Ethyl chloride is used as a chemical intermediate, in solvents, aerosols, and anaesthesia. Currently, chloroethane is largely used as a blowing agent in foamed plastics. In the past, chloroethane was used in the production of tetraethyl lead, an anti-knock additive to leaded gasoline. Chloroethane has also been used in the production of ethyl cellulose and for miscellaneous applications including use as a solvent, for phosphorus, sulfur, fats, oils, resins and waxes; in insecticides; and as an ethylating agent in the manufacture of dyes and drugs, refrigerant, and topical anaesthetic and use in the manufacture of dyes, chemicals, and pharmaceuticals. Other uses of chloroethane are as a pulp vitality tester in dentistry, as a medication to alleviate pain associated with insect burns and stings, as an adjunct in the treatment of tinea lesions and creeping eruptions, and as a counterirritant for relief of myofacial and visceral pain syndromes.

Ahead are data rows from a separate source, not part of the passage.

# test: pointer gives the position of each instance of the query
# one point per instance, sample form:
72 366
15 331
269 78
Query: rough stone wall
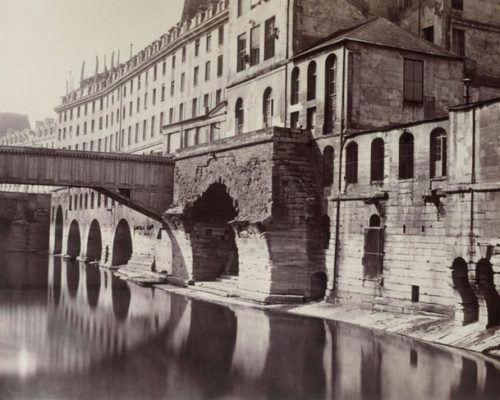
377 85
271 179
24 222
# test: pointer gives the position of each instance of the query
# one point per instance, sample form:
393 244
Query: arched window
406 150
351 174
438 153
239 116
295 86
311 81
268 107
377 160
328 166
330 92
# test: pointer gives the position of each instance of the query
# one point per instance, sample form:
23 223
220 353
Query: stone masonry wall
24 222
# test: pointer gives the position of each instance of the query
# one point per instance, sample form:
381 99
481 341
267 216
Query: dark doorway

Chloroethane is also used as a solvent, as a refrigerant, and in the production of ethyl cellulose, dyes, medicinal drugs, and other commercial chemicals. It is also used to numb skin prior to medical procedures such as ear piercing and skin biopsy, and in sports injuries.
Substance name: Chloroethane (ethyl chloride)
CASR number: 75-00-3
Molecular formula: C2H5CL
Synonyms: ethane, dublofix, chloroether, chloratus, ether hydrochloric, ether muriatic, ethyl chloride, HSDB 533, hydrochloric ether, kelene, monochlorethane, muriatic ether, narcotile, NCI-CO6224, NCI-c06224, UN 1037
Ethyl chloride is a colourless flammable gas at ordinary temperature and pressure. It has a characteristic ether-like odour and a burning taste.
Boiling Point: 12.3°C
Melting Point: -138.7°C
Vapour Density: 2.22
Specific Gravity: 0.9214 at 0°C
Vapour Pressure: 1000 mm Hg at 20°C
Ethyl chloride is a flammable gas at ordinary temperature and pressure and a mobile volatile liquid below 12°C or/and increased pressure. Chloroethane burns with a smoky, greenish flame, which results is a result of the production of hydrogen chloride. It reacts violently with oxidants, alkaline metals, calcium, magnesium, aluminium powder, and zinc. It reacts with water or steam producing corrosive fumes of hydrogen chloride.
The National Pollutant Inventory (NPI) holds data for all sources of chloroethane emissions in Australia.